- From: Alan Lillich <alillich@adobe.com>
- Date: Mon, 08 Jul 2002 09:05:15 -0700
- To: <Art.Barstow@nokia.com>
- CC: <www-rdf-validator@w3.org>
on 6/28/02 9:56 AM, Art.Barstow@nokia.com at Art.Barstow@nokia.com wrote: > Regarding your note to the RDF Validator mail list: > http://lists.w3.org/Archives/Public/www-rdf-validator/2002Jun/0022.html > There are two questions - why is the object of triple #1 "online:type" instead > of: "type". And why is the subject of triple #3: "online:" instead of an empty > string. The question I was really asking is not why the "online" appears in the model for prop2. My question is really why prop1 and prop2 are different, regardless of which is right/better. The examples are shown below. Since prop1 is simply the typedNode form of prop2, I would expect them to have the same model. Since they don't, I'm left wondering: 1. Is the validator is wrong for one or the other? 2. Am I wrong in expecting the typeNode form to be truly equivalent to the explicit form?
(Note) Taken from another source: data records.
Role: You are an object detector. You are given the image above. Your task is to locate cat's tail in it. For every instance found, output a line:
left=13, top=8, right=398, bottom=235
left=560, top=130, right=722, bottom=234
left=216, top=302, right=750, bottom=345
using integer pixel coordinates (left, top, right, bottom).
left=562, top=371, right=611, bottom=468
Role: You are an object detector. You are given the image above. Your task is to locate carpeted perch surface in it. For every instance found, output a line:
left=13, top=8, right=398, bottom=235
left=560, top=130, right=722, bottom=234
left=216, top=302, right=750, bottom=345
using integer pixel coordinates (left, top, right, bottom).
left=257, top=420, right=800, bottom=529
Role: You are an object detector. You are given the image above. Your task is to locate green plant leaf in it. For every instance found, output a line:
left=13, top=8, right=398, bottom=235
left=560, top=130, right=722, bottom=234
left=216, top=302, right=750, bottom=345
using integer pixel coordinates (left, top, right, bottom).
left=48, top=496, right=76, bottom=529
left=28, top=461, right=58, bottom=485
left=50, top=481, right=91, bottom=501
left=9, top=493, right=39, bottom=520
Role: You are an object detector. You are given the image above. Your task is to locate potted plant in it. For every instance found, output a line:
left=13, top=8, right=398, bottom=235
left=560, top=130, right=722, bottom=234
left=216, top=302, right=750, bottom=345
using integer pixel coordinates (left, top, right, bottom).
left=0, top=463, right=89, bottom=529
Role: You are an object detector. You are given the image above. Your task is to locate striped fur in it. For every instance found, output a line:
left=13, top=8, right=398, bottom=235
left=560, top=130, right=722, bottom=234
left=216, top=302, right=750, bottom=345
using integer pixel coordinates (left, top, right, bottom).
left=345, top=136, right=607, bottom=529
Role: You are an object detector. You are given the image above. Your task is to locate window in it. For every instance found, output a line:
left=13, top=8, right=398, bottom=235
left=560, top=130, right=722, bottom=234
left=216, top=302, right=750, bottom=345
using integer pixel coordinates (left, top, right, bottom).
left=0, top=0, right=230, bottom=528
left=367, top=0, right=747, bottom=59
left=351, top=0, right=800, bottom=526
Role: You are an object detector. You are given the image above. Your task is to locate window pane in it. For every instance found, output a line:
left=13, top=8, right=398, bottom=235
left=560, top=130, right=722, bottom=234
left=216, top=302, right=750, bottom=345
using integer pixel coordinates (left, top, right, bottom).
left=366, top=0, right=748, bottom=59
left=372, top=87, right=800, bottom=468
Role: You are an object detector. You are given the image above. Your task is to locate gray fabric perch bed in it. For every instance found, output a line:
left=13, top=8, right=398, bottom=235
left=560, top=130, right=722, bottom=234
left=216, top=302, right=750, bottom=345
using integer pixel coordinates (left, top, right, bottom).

It seems like your answer about URI expansion might be saying that I am wrong in expecting equivalence in this edge case where the type is not in a namespace? <rdf:RDF xmlns:rdf="http://www.w3.org/1999/02/22-rdf-syntax-ns#"> <rdf:Description rdf:about="" xmlns:ns="ns:test/"> <ns:prop1> <type ns:attr="value"/> </ns:prop1> <ns:prop2 rdf:parseType="Resource"> <rdf:type rdf:resource="type"/> <ns:attr>value"</ns:attr> </ns:prop2> <rdf:Description> </rdf:RDF> Alan.